The kinds of service work I do on campus and in the local community again reflect my version of feminism. The details of what I do are fairly banal and some of the committees on which I sit are time-consuming and dull. Sometimes my voice gets lost, because I am female, and the male habit of taking credit for women’s ideas continues to enrage me. However, sometimes small changes do result, which will be of benefit to women.

These days my everyday life at school is characterized by a vertiginous kind of double vision: many interactions have a surface and a shadow meaning. When I brightly encourage my student to "say what she really thinks" in class, knowing her story, I understand something of the risk she is taking, the shadow of her husband’s fist descending. When I attend a faculty presentation about sexual harassment and the law, I know which of my learned colleagues the grapevine warns female students to avoid. I cannot return to understanding the teacher-student relation as an encounter between two disembodied minds, stripped of gender, class, biography, all attributes but reason. Where once I understood the politics of knowledge as the politics of access to the academy, I now think also of the politics of what gets counted as knowledge, whose view of the self-evident has efficacy in the institution.

At the same time, I am struggling to understand how race shapes my interactions with students, colleagues, and staff members. As an Englishwoman in the American Midwest, I initially tried to use students’ perception of my foreignness—I have a marked accent—to show the class something about North American culture, using a collective "you" to refer to the class, and "we" to refer to English people. I discovered that "we" became systematically ambiguous.
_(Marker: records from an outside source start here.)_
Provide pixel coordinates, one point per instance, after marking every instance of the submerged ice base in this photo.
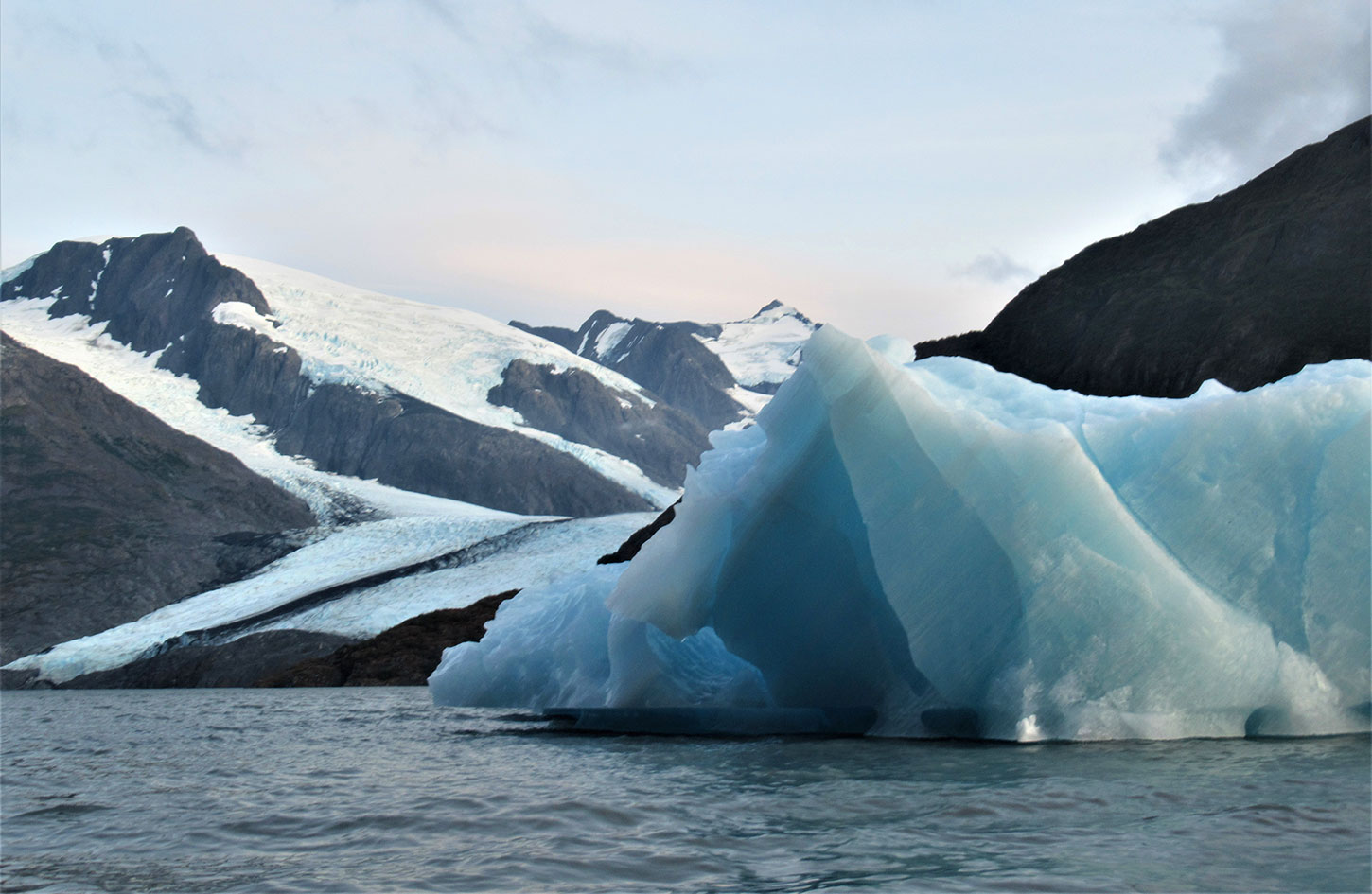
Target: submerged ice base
(965, 552)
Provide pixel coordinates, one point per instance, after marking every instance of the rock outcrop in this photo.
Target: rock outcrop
(402, 656)
(665, 359)
(109, 513)
(659, 439)
(157, 292)
(1246, 289)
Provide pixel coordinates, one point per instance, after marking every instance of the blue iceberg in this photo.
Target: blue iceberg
(935, 548)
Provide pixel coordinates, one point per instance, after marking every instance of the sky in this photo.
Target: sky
(885, 167)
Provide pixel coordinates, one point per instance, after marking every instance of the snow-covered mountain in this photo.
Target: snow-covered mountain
(438, 451)
(424, 398)
(719, 373)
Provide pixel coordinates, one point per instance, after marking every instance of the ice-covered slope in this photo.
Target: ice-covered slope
(763, 350)
(444, 356)
(173, 399)
(720, 373)
(365, 384)
(958, 552)
(356, 582)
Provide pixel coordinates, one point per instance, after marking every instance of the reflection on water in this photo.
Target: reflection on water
(369, 790)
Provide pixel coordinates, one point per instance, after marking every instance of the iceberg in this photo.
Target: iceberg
(947, 550)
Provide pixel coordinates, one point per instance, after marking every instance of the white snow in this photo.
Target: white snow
(344, 555)
(1042, 564)
(609, 338)
(444, 356)
(173, 399)
(763, 348)
(536, 555)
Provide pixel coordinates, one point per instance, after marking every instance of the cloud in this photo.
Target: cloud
(994, 266)
(1295, 72)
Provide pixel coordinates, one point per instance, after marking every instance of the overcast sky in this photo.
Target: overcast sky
(885, 167)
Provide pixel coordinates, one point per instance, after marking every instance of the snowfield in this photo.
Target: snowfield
(350, 554)
(444, 356)
(953, 550)
(763, 348)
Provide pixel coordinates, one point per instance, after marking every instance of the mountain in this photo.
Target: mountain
(939, 549)
(1244, 289)
(718, 373)
(429, 399)
(110, 513)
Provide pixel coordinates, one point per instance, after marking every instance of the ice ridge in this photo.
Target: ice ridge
(959, 552)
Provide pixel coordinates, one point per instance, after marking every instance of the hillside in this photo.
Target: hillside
(1244, 289)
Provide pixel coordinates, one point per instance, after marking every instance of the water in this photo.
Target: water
(377, 790)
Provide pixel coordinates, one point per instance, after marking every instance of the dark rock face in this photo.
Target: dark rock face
(664, 359)
(151, 289)
(109, 513)
(402, 656)
(239, 662)
(628, 549)
(659, 439)
(158, 290)
(394, 438)
(1244, 289)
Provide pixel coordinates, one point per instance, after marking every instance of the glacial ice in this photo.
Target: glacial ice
(959, 552)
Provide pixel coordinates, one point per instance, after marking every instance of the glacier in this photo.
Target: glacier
(945, 550)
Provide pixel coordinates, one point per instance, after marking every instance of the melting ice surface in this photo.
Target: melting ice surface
(958, 552)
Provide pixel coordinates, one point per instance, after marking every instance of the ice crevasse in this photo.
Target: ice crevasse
(942, 549)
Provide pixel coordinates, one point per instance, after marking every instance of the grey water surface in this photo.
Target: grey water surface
(378, 790)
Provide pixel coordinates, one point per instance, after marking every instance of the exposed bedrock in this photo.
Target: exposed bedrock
(659, 439)
(665, 359)
(1246, 289)
(402, 656)
(394, 438)
(109, 513)
(151, 289)
(239, 662)
(158, 290)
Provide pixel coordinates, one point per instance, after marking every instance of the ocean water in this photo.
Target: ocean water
(378, 790)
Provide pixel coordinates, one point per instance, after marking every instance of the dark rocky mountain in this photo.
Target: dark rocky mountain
(402, 656)
(109, 513)
(1244, 289)
(668, 359)
(158, 292)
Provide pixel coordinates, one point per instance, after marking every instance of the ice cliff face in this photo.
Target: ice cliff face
(959, 552)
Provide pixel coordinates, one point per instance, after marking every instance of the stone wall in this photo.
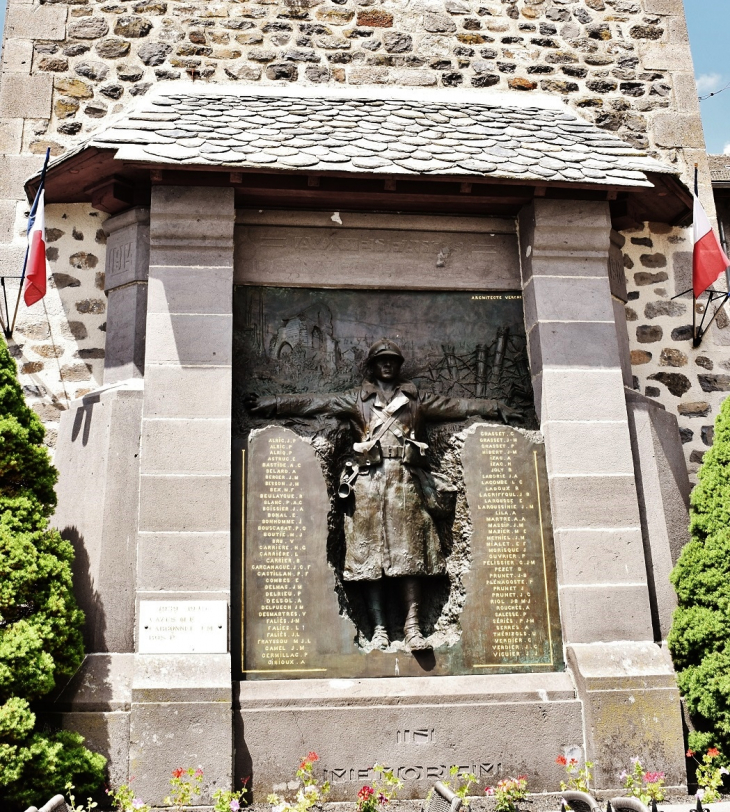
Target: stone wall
(625, 64)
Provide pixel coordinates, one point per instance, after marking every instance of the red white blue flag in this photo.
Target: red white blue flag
(37, 268)
(708, 260)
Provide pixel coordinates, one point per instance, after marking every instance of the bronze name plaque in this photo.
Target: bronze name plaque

White students heard that "we" as I intended, as "myself and other English people," yet African American students heard it as "we white people." In this wing of the ivory tower, for some students, my whiteness makes me more foreign than does my nationality.

If I feel so compromised and worn down by the academic life, why not get a "day job" and focus on full-time feminist activism? I have two reasons. First, I like some aspects of academic life. Feminism does not require one to give up all pleasure for the cause. Becoming a tenured academic promises some of the least alienated labor available in a capitalist economy. As an academic, I have contacts with some interesting people and access to useful resources. I enjoy interacting with many of my students and I do have some wonderful colleagues, male and female. Though I am often infuriated, I am rarely bored.

Second, given my training and inclinations, I think I can be relatively useful as one kind of feminist in academia. As a professor in a state school, I can help women get degrees to improve their economic lot, I can oblige conservative students to analyze texts they would otherwise dismiss, and I can use the school’s resources to convene and publicize panels to debate controversial issues in one of the few public spaces for discussion left in America. I can sit on worthy campus committees to bring about incremental improvements in the university environment for people of color, other women, gays and lesbians, the disabled. I can use such social credibility as I have as a professor of ethics to voice concerns about gender, race, and class in community organizations in which I am involved. Feminism needs to pursue many strategies for social change: we cannot know in advance what will work best and different contexts may need different approaches. So let there be self-described feminist entrepreneurs, as well as separatist health collectives; let there be feminist critics assailing the academy as well as feminist philosophers working for social change within the academy.